Possible Complications When Diagnosed with CNS Tuberculosis
Tuberculosis of the central nervous system (CNS-TB) can be fatal or cause severe complications. Early complications can emerge from an inflammation of the membranes covering the brain and spinal cord, leading to issues such as fluid build-up in the brain, loss of vision related to ocular complications, specific neurological problems, stroke, partial paralysis from inflammation of the arteries, brain swelling, seizures induced by the formation of nodules or abscess in the brain, and disorders related to the production and secretion of antidiuretic hormone. Inflammation of the spinal cord is seen in 10% of cases of TBM and can pave the way to adverse outcomes. It’s noteworthy that about 10-30% of people with TBM end up with long-lasting neurological problems, including the aforementioned complications, in addition to learning disabilities, dementia, hormonal disorders, and walking disturbances.
Complications of CNS-TB:
- Fluid build-up in the brain
- Loss of vision related to ocular complications
- Specific neurological problems
- Stroke
- Partial paralysis from inflammation of the arteries
- Brain swelling
- Seizures induced by the formation of nodules or abscess in the brain
- Disorders related to the production and secretion of antidiuretic hormone
- Inflammation of the spinal cord
- Learning disabilities
- Dementia
- Hormonal disorders
- Walking disturbances
Recovery from CNS Tuberculosis
Treatment for TBM requires intensive rehabilitation and careful medical treatment to decrease disability and promote healing. The rehabilitation process should start during the hospital stay or while in intensive care, and continue at home after discharge. The rehabilitation should include various sensory stimulation techniques to help the brain recover, along with specific postures and positioning to prevent problems related to being immobilized.

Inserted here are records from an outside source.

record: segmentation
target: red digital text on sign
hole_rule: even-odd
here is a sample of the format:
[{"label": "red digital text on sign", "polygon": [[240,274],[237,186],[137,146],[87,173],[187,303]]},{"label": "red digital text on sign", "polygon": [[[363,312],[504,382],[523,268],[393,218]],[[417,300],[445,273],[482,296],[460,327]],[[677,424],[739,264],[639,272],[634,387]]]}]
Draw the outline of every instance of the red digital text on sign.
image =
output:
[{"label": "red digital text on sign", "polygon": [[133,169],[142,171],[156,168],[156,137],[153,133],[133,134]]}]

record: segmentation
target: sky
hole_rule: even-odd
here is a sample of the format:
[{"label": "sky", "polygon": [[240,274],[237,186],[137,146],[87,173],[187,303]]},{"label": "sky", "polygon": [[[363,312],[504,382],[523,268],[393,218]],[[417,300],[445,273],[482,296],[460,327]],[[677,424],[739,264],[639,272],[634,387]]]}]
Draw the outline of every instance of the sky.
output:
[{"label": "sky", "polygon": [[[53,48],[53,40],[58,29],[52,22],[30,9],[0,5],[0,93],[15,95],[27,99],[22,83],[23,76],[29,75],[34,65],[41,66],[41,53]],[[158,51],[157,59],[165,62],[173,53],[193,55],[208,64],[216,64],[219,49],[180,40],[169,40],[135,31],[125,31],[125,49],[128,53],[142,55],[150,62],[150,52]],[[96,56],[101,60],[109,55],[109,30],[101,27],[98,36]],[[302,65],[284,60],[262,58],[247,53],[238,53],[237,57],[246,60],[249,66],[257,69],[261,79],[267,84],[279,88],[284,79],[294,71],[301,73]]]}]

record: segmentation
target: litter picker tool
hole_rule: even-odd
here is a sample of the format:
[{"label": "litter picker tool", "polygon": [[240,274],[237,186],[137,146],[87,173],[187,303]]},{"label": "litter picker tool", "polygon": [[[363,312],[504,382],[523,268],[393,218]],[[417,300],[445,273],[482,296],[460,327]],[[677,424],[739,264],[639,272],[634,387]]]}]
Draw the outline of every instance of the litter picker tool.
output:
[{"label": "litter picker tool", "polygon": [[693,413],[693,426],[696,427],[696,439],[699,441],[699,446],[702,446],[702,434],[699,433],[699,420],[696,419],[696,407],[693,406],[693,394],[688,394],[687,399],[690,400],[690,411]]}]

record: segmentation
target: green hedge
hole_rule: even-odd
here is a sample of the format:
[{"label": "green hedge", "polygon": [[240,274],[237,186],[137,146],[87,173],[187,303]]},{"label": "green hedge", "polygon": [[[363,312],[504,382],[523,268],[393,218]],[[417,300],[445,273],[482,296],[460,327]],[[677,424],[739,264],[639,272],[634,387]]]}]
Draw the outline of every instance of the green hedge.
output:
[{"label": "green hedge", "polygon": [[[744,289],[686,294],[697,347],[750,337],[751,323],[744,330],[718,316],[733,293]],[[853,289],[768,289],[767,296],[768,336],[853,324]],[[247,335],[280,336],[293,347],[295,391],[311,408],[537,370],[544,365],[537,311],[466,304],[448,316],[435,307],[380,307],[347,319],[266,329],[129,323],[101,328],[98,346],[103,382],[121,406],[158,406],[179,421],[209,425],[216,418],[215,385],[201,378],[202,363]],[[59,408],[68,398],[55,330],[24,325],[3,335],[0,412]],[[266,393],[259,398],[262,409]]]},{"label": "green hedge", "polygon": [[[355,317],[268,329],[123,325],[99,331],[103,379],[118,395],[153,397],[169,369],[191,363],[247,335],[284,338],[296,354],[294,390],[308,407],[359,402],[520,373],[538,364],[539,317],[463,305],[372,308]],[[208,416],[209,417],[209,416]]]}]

Such treatment also includes both passive and active exercises to maintain muscle strength and specific therapy for the chest to reduce the risk of pneumonia and aspirating, or breathing in foreign substances. Long-term rehabilitation is crucial for patients who continue to have neurological issues.
Preventing CNS Tuberculosis
patients and their caregivers need to understand the importance of taking medications consistently, especially since Tuberculosis in the central nervous system (CNS-TB) requires long-term treatment. They also need to be aware of the possible complications that can arise from both the disease and its treatment. It’s essential for patients and their family members to make regular hospital trips, undergo necessary medical tests, and follow up closely with their doctor. This helps to make sure that the disease is improving and also helps to prevent any bad reactions to the medication.